Thursday, September 4, 2014

The fictional writer, the fictional reader

[See also my addendum to this post.]

Written works of science fiction that take place in the future or in alternate versions of the past or the present*, in addition to whatever fictional characters may appear explicitly in the narrative, also implicitly create two others: the fictional writer and the fictional reader.

*Concepts we should never allow ourselves to think of as natural or always-already-understood or just-given are in italics.

The fictional writer: the story pretends that there exists someone who could be aware of these events that have not occurred yet or at all, who in that awareness could write about them (this is true whether the story is in the first person or not). The fictional reader: one can only read about events after they are written about, which can only be done after they occur, and these events have not occurred yet or at all.

(There is of course a sense in which this is true of all fiction; it could possibly be fruitful to pursue the questions I hope to raise here in all written works. But at this point at least it seems to me that no other kind of writing demands the pursuit of these questions the way sf does.)

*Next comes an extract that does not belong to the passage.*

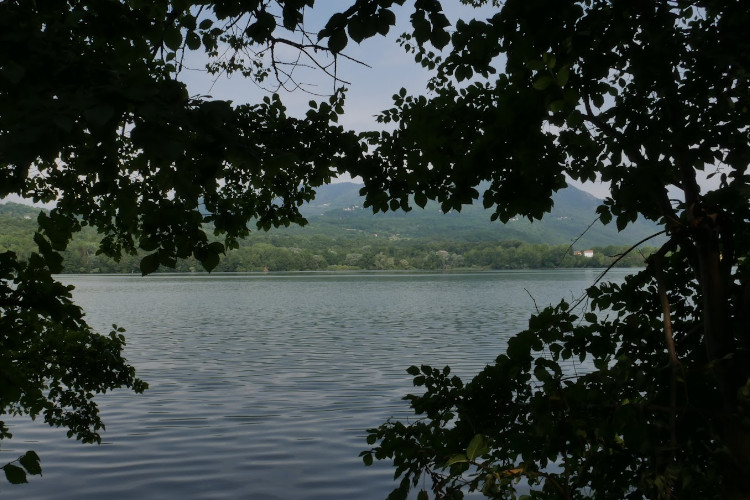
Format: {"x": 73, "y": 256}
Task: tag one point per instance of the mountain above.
{"x": 338, "y": 208}
{"x": 337, "y": 211}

The relationship(s) between these two characters, the relationship(s) between both of them and the work, and the relationship(s) between all these and us, the work's "non-fictional" readers, are one of the fundamental determining factors in everything that the sf work does, can do, seeks to do — and the converse: everything the work does not do, cannot do, does not seek to do. (One could also, perhaps better, put it in another converse way: that what the work does and does not seek to do is what determines these relationships.)

Some works address these relationships explicitly. Joanna Russ's We Who Are About To and Clifford D. Simak's City, for example, both insist that if there is a reader, it is certainly not us, even that we certainly do not exist. The Russ presents itself as a found document that manifestly could never be found, at least not by anyone human and probably not by anyone at all (and its fictional writer — or more accurately its fictional speaker — knows this, discusses it). In the Simak, the impossibility of the reader becomes apparent when the characters we are reading about discover that their past (in which we in our present are living) literally does not exist (this not to mention what the "essays" do to the status of the fictional writer).

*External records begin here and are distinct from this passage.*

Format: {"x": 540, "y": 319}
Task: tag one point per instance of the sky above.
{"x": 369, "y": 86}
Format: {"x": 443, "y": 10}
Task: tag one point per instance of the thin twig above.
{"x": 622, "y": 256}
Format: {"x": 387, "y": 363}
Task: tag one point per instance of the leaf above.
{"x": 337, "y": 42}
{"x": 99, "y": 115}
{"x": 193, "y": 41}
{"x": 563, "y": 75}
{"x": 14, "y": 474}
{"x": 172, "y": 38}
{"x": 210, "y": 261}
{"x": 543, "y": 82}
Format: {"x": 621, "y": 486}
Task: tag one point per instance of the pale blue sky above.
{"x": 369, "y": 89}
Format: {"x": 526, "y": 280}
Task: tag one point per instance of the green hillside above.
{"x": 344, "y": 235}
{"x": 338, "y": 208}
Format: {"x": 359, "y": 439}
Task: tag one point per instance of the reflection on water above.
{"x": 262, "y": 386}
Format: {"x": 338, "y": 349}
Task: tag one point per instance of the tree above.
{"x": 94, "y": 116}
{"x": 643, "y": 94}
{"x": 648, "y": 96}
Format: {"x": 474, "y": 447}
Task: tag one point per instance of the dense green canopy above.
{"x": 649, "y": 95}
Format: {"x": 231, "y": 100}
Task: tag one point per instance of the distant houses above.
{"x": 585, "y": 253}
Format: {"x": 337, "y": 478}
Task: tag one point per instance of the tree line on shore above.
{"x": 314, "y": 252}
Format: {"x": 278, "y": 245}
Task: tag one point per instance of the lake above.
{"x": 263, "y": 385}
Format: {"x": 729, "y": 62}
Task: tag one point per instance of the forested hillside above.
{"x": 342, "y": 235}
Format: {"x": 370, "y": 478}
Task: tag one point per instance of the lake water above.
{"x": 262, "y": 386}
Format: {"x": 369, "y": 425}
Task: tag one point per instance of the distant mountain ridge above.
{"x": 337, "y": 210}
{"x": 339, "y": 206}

There are other ways than to assert the impossibility of the reader. I think for example of Gene Wolfe's Book of the New Sun, which pretends, without telling us how, that texts from the future are as available to present-day translators as texts from the past, or Henry Kuttner's (and, probably, C.L. Moore's) "Mimsy Were the Borogoves," which begins by declaring the impossibility of describing the future from the vantage point of the present. Even such seemingly naïve (and, in sf, commonplace) devices as the appendices in Frank Herbert's Dune or Isaac Asimov's ploy of opening the Foundation stories with entries from an encyclopedia that does not exist yet even in the vastly future world of the stories themselves, stake out relationships between the work, these implicit fictional characters, and the actual reader that contour everything the work does and everything about how we read it.

But such relationships are staked out, in different ways, even in the remaining vast bulk of sf works that do not make any explicit issue of the fictionality of the writer and reader, that simply take it as a given (or pretend to take it as a given) that it is possible for someone to write about these events, and possible for someone else to read about them. And again these relationships countour everything about the work and our response to it. (Among many other things, consider the ways they affect the choice of verb tense, a choice whose ramifications are quite different in sf works than in others.)

These issues are inescapable in sf. It is perhaps (perhaps) not too much to say that the work's demand to deal with these issues is the larger part of why a writer might choose to write sf rather than something else, whether the writer would put it this way or not. These issues are implicit in everything that sf is, and in everything that is said about it. It seems to me that careful attention to them is vital if any critic's, any reader's, approach to any sf work is to have any chance of coming to terms with that work.